Death! Where is your victory

5th Sun of Lent A
Cobh
22 March 2026

My friends,

We have an increasingly unsure relationship with death – though it is the one certainty in life that we die eventually. One of the indicators of that uncertain relationship is that we increasingly refer to people as having passed rather than died. It reflects some unease with the finality of our earthly journey and the question of the nature of life beyond the grave.

The Readings today are linked with the thread of the experience of death – but in different expressions. For those in exile in Babylon the experience robbed them of life in all its richness, it was like a death. The responsorial psalm is the eloquent cry of prayer to God for consolation in their grief – ‘De Profundis.’

“Out of the depths I cry to you O Lord
Lord, hear my voice
O let your ears be attentive to the
to the voice of my pleading.”

St. Paul writing to the Romans, spoke of sin as a form of death which is only overwhelmed by the life given through the Spirit of the Risen Christ. The raising of Lazarus is again a long conversation by Jesus with many immediately touched by Lazarus’ illness and death but also with many religious people who had ‘issues’ with the healing ministry of Jesus.

From our perspective today there are two essential elements to take from this amazing situation. Firstly, his raising of Lazarus was a miraculous resuscitation of Lazarus – in which we witness both Jesus’ power over death along with his fragility and loss in the face of the death of Lazarus his friend and his empathy for Martha and Mary. In that sense it is an affirmation of the authenticity of the Incarnation.

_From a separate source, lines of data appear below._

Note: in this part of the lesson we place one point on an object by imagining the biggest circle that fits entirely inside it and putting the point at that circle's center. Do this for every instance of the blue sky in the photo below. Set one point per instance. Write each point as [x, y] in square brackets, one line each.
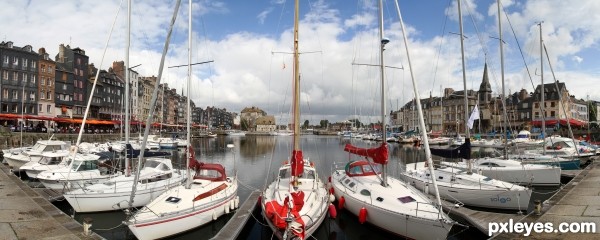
[240, 37]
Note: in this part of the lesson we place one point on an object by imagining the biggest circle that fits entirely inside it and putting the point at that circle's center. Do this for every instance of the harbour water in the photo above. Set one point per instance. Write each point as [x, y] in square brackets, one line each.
[256, 159]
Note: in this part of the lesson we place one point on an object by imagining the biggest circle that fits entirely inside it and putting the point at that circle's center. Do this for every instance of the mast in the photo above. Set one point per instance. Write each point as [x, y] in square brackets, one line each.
[420, 113]
[462, 51]
[542, 101]
[296, 153]
[382, 71]
[127, 163]
[502, 77]
[187, 162]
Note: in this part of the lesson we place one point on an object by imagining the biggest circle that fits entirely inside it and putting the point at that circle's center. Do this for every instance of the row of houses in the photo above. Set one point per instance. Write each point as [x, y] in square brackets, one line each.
[523, 109]
[56, 90]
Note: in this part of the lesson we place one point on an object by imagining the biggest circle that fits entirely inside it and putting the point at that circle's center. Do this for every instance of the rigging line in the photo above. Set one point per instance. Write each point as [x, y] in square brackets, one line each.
[519, 46]
[437, 60]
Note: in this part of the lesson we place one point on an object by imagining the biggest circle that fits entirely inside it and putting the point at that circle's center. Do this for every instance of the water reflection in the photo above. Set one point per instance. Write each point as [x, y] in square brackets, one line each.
[255, 160]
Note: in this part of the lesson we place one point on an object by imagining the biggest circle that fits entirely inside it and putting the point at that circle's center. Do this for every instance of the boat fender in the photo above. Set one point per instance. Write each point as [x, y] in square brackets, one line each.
[362, 215]
[341, 202]
[332, 211]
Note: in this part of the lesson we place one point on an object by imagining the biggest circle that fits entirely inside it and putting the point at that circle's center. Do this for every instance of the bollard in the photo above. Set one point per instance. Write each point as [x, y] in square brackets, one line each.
[538, 207]
[87, 225]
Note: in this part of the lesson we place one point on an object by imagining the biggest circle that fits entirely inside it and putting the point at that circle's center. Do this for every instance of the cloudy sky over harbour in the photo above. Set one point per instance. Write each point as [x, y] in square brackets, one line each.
[250, 42]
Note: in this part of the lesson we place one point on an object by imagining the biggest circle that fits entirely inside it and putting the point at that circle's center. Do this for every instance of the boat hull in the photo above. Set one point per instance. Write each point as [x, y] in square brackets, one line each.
[488, 198]
[147, 224]
[408, 226]
[119, 198]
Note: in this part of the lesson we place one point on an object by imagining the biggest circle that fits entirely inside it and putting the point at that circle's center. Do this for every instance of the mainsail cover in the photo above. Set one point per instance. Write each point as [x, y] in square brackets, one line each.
[463, 151]
[378, 154]
[297, 163]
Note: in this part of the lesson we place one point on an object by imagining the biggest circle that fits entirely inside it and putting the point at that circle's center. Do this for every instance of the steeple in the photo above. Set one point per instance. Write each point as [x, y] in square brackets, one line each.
[485, 90]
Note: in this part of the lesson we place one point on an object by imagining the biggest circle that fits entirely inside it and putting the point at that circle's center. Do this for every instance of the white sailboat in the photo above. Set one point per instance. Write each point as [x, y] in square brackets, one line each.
[49, 161]
[463, 186]
[296, 202]
[386, 202]
[200, 200]
[16, 159]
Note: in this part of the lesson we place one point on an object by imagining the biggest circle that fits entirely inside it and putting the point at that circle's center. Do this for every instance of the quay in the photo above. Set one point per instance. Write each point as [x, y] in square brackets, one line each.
[577, 202]
[26, 215]
[235, 225]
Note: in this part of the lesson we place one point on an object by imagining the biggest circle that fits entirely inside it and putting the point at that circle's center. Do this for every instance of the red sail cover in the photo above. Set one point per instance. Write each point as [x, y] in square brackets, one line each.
[297, 163]
[378, 154]
[277, 213]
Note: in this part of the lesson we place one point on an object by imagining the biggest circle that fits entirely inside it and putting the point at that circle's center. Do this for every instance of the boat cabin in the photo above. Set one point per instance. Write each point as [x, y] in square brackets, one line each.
[362, 168]
[211, 172]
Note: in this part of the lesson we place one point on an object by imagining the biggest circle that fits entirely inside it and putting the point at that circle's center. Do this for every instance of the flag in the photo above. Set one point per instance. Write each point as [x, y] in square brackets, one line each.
[474, 115]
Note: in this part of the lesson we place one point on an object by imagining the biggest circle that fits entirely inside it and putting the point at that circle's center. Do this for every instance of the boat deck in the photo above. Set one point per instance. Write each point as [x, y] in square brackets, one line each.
[236, 224]
[25, 214]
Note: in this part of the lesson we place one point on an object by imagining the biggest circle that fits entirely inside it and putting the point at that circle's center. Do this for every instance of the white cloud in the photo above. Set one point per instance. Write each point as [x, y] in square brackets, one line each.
[246, 73]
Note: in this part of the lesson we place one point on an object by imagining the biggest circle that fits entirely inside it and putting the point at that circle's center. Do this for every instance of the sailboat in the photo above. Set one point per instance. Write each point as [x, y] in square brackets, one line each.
[365, 190]
[206, 196]
[464, 186]
[296, 202]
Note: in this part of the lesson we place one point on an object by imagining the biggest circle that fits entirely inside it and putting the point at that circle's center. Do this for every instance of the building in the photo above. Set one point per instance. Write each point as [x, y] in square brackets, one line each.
[19, 71]
[46, 73]
[266, 124]
[249, 115]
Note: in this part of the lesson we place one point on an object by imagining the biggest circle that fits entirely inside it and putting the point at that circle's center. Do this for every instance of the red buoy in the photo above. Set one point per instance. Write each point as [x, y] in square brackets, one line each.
[341, 202]
[362, 215]
[332, 211]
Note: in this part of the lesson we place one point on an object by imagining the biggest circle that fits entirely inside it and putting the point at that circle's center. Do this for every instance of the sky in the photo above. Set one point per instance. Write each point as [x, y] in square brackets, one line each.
[250, 44]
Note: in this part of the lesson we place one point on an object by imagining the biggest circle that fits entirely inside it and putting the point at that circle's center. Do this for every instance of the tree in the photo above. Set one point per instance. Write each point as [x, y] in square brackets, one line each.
[324, 123]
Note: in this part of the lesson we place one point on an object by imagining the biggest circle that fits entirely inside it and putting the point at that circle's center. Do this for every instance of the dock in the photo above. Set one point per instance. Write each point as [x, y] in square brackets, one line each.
[235, 225]
[577, 201]
[24, 214]
[479, 219]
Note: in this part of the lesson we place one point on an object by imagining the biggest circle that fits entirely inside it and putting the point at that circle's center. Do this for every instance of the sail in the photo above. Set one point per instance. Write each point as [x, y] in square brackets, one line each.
[297, 163]
[378, 154]
[463, 151]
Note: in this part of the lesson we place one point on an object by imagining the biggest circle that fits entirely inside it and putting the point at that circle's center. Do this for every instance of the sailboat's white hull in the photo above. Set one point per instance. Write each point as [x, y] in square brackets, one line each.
[316, 202]
[83, 200]
[161, 218]
[497, 195]
[513, 171]
[415, 224]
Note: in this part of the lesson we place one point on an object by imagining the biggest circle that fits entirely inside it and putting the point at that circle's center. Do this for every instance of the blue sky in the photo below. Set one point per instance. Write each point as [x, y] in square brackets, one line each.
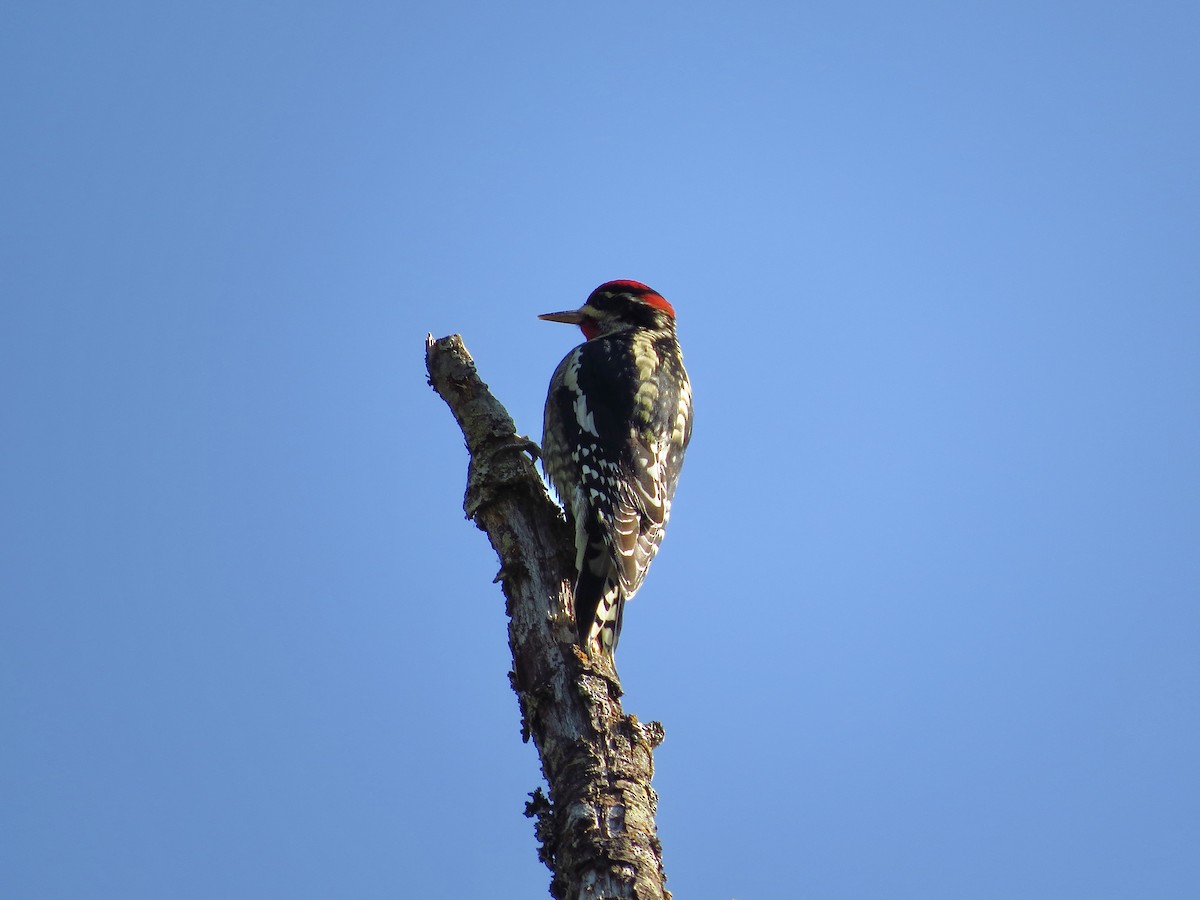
[927, 621]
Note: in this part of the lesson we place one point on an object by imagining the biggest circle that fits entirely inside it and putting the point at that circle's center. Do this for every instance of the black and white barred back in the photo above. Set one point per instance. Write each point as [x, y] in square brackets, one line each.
[617, 424]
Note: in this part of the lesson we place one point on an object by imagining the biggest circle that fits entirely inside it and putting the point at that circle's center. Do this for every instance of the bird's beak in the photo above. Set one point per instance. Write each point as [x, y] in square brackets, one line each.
[571, 317]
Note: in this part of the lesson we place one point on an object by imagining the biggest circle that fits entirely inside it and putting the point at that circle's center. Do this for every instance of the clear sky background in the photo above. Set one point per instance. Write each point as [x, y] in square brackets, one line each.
[925, 623]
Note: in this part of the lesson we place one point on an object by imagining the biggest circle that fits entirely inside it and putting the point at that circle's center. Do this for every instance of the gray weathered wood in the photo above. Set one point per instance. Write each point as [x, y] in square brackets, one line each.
[597, 828]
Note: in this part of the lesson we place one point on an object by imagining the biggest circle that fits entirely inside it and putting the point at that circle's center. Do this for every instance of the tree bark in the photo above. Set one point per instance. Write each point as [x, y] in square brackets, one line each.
[597, 828]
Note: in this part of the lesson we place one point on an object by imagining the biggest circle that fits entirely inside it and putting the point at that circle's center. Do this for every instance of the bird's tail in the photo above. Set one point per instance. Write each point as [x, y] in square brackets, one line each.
[599, 610]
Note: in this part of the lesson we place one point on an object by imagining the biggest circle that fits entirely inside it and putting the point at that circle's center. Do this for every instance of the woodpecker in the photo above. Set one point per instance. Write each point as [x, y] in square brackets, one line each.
[617, 424]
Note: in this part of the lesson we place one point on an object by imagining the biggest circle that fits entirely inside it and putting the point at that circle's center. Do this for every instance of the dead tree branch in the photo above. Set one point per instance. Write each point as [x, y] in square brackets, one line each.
[597, 828]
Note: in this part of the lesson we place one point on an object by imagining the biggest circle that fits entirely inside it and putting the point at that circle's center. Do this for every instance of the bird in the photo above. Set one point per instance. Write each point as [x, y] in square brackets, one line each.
[617, 424]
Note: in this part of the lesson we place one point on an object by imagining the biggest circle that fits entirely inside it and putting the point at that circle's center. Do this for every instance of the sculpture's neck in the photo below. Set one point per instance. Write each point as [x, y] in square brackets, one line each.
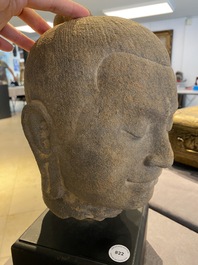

Secondly, the other layer of meaning emerges in the dialogue with Martha, when she conveyed her disappointment with Jesus’ late arrival – she trusted in the prayer of Jesus to the Father.

“Your brother said Jesus ‘will rise again’
I am the resurrection and the life.”

Lazarus was raised by Jesus and restored to his family but was destined to die in due course, then and only then would the fullness of Jesus’ declaration be realised – He is the resurrection and the life.

The gateway to embracing this vision and understanding of life comes to us by way of our faith – a faith that places our trust in the promise that our person and identity, our soul endures beyond the physicality of the death of our mortal bodies to a fullness of life with the God who called us into life.

To say that we pass rather than die is an understandable desire to take the sharpness from the experience and loss. It has led to various efforts to “celebrate” the life of the deceased. The increasing challenge for priest celebrants is to guard our funeral liturgy from being used inappropriately because of a diminished faith in Christ Jesus, who is the resurrection and the life.